Between January and March, 2020, when the COVID-19 pandemic shut down high school sports, The Saginaw News sent me to at least one or two high school basketball games per week. The games usually took place in the evening and at one of several public or private schools in and around Saginaw or Bay City. But if the home team belonged to one of the more rural townships, I might find myself driving 10 or 15 or even 20 miles out along the narrow, straight highways that criss-cross much of mid-Michigan.
On nights when both the boys' and girls' teams were playing, the girls would play first, usually at around 6 p.m., and the boys would immediately follow them.

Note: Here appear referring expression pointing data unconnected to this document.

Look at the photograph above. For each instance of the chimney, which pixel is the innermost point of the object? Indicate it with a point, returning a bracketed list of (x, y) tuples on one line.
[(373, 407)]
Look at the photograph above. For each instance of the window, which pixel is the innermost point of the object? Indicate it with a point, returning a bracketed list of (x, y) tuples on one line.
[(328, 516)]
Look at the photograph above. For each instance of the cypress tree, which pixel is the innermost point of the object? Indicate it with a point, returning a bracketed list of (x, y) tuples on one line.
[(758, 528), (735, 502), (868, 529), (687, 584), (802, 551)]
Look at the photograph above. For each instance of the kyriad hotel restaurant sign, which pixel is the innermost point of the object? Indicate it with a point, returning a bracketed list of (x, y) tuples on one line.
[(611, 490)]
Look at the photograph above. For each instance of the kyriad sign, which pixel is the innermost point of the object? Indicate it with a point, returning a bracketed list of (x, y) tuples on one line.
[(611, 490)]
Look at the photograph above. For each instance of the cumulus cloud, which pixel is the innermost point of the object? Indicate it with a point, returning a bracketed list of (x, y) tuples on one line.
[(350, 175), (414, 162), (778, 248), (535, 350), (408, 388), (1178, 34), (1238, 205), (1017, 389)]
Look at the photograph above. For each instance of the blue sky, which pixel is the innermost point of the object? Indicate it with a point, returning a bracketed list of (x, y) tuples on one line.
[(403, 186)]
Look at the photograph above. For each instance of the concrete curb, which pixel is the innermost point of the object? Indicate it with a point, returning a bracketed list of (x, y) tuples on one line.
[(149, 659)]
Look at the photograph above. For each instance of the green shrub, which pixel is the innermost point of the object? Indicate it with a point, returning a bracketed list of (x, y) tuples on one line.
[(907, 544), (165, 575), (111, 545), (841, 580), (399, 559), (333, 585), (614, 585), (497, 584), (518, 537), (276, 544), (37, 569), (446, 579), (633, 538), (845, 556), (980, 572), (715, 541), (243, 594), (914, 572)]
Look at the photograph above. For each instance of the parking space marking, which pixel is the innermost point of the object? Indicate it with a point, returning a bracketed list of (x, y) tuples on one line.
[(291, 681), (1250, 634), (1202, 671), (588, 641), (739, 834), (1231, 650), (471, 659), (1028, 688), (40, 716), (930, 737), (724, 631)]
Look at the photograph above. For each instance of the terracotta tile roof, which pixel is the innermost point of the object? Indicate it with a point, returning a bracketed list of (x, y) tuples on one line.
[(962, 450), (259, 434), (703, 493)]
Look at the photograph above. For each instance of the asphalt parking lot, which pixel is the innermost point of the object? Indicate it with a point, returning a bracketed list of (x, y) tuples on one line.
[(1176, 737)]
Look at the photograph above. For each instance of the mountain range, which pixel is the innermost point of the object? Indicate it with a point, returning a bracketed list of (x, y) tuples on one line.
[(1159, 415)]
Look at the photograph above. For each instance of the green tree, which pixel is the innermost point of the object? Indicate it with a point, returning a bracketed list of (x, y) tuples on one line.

Sometimes I covered only one of the games. Other times I covered both. Either way, I would take pictures more or less continuously and in "burst" mode the whole time I was there.
In those first few weeks, when I didn't yet know how to position myself courtside or effectively track the players in my viewfinder, I could easily walk away from a night of hoops with 1000 or more frames on my memory card, which I would then have to cut down to a gallery of about 30 to 40 captioned and edited pictures by the time the reporter was done with his writeup (usually within an hour and a half of the final buzzer). The pressure was unsustainable and I quickly learned how to work more efficiently. Even then, I don't think I ever left a basketball assignment with fewer than 600 new frames.
I also learned what was considered a “good” basketball picture (i.e., one that clearly showed athleticism and emotion) and which ones my editors would likely want at the top of the online gallery, or that families of players might ask about purchasing. Still, some my favorite frames from my time shooting high school hoops in Michigan are not actually those “good” pictures. The compositions are unorthodox or downright weird. The moments depicted are less active. The referee’s backside is in the way. I like them though, because they capture the mood as I felt it on those weekday nights, hurrying from one end of the court to the other beneath an array of buzzing floodlights: a sort of dense, crushing, fervor, in the midst of which I felt both buoyed and totally out-of-place, like a piece of flotsam on the surface of the open ocean.